Credit derivatives to wait until markets recover.
The rollout of credit default swaps (CDS) in India to hedge risks has been postponed once again as global markets are in the midst of a financial crisis. The Reserve Bank of India today said it will draw lessons from the recent turmoil and review the proposal to introduce CDS at an appropriate time.
A CDS is a contract, in which a buyer makes a series of payments to a seller and in exchange receives the right to a payoff if a credit instrument goes into default, or if a specific credit event, including bankruptcy or restructuring occurs.
The central bank had issued draft norms on CDS in May 2007 and revised it again in October 2007. In the past few weeks, several companies, including insurers and banks, were bailed out by their respective governments after they reported losses arising out of dabbling in CDS.
Last month's $85-billion US government-sponsored rescue of the American International Group was required because of the firm's involvement in credit-default swaps.

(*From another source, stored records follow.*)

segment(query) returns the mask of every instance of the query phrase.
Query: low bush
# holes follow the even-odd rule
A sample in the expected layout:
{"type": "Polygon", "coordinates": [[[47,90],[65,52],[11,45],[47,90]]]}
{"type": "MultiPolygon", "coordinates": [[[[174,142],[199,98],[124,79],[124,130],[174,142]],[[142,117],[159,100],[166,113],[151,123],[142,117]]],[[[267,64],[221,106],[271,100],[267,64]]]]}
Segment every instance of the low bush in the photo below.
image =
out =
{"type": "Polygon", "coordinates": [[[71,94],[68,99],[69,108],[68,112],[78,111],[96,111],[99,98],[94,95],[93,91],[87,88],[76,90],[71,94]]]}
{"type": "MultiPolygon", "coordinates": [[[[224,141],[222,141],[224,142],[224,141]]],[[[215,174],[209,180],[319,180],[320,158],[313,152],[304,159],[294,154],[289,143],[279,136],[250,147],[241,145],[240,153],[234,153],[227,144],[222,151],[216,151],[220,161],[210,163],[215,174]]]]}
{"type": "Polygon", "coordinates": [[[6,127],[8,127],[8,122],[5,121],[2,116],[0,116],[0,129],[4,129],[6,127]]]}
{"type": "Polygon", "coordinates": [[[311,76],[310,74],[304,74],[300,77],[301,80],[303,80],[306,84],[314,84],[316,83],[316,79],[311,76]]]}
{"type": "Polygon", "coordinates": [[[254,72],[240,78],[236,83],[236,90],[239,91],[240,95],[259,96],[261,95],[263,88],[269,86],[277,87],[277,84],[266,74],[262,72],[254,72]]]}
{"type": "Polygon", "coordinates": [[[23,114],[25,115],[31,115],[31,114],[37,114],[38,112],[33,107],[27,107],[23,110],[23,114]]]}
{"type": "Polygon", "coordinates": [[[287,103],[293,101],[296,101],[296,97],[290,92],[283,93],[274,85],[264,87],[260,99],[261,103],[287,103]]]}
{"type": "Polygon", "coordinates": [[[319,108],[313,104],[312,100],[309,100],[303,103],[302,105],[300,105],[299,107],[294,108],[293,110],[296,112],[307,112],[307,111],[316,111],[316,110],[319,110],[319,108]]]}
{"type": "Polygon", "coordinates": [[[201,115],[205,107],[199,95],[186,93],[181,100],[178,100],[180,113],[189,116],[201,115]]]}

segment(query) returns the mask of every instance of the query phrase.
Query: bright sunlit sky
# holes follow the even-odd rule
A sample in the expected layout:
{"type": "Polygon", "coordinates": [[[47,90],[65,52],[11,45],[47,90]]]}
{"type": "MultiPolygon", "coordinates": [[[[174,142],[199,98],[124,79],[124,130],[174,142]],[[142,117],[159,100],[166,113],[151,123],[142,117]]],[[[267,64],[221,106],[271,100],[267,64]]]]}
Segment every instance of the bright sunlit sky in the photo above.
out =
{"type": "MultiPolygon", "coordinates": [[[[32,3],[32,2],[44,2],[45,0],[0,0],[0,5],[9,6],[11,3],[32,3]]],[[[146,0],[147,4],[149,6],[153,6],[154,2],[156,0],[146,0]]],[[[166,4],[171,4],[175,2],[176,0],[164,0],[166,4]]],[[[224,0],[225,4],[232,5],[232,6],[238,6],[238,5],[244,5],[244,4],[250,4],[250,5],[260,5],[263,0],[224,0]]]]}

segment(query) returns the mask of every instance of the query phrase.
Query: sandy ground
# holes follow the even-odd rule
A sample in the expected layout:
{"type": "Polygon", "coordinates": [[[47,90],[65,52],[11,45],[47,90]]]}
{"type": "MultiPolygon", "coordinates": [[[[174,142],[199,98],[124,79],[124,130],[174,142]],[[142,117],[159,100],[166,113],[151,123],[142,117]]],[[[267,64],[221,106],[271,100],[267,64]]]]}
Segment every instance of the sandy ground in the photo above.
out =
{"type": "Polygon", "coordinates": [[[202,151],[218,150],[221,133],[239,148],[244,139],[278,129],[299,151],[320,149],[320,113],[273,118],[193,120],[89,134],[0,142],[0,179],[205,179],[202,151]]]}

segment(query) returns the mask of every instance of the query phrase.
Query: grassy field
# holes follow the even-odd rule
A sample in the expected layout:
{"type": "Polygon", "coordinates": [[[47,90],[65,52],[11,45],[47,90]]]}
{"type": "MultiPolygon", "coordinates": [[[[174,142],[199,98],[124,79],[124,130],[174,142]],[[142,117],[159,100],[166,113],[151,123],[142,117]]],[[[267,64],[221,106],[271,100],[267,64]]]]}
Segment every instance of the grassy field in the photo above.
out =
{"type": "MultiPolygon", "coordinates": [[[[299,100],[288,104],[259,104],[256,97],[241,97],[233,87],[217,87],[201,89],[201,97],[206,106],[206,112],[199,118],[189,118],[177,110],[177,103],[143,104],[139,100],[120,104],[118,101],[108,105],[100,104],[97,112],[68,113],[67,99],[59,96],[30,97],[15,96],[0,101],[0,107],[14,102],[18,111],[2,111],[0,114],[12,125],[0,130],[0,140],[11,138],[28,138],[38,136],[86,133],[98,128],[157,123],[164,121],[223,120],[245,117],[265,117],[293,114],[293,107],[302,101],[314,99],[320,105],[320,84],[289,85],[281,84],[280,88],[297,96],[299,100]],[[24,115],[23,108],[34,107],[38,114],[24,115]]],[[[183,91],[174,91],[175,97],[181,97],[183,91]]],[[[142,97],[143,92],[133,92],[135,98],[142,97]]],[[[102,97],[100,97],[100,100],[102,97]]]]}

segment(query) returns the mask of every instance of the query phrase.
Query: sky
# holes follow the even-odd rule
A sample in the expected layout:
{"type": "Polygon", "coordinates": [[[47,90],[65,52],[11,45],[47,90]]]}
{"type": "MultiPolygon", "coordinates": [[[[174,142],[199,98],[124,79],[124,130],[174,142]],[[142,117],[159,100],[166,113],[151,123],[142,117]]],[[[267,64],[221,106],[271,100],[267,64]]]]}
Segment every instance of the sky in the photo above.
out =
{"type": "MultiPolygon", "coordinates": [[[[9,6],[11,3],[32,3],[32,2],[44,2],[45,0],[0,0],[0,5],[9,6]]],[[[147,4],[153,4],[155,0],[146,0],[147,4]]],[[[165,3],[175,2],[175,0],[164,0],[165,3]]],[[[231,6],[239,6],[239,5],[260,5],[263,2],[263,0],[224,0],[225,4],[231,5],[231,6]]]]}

Experts estimate the size of the CDS market to be in excess of $50 trillion.
Meanwhile, RBI said it will launch Interest Rate Futures (IRF) contracts in early 2009 along with the necessary changes in the regulatory regime. An IRF contract allows the buyer to lock in a future investment rate.
RBI had earlier allowed banks to take trading positions in IRFs to add depth and liquidity to the market. The guidelines were also applicable to overseas branches of the domestic banks.
Also, a panel comprising officials of RBI and Securities and Exchange Board of India, the stock market regulator, is working on specifications, margins and regulatory issues for the banks to deal in contracts.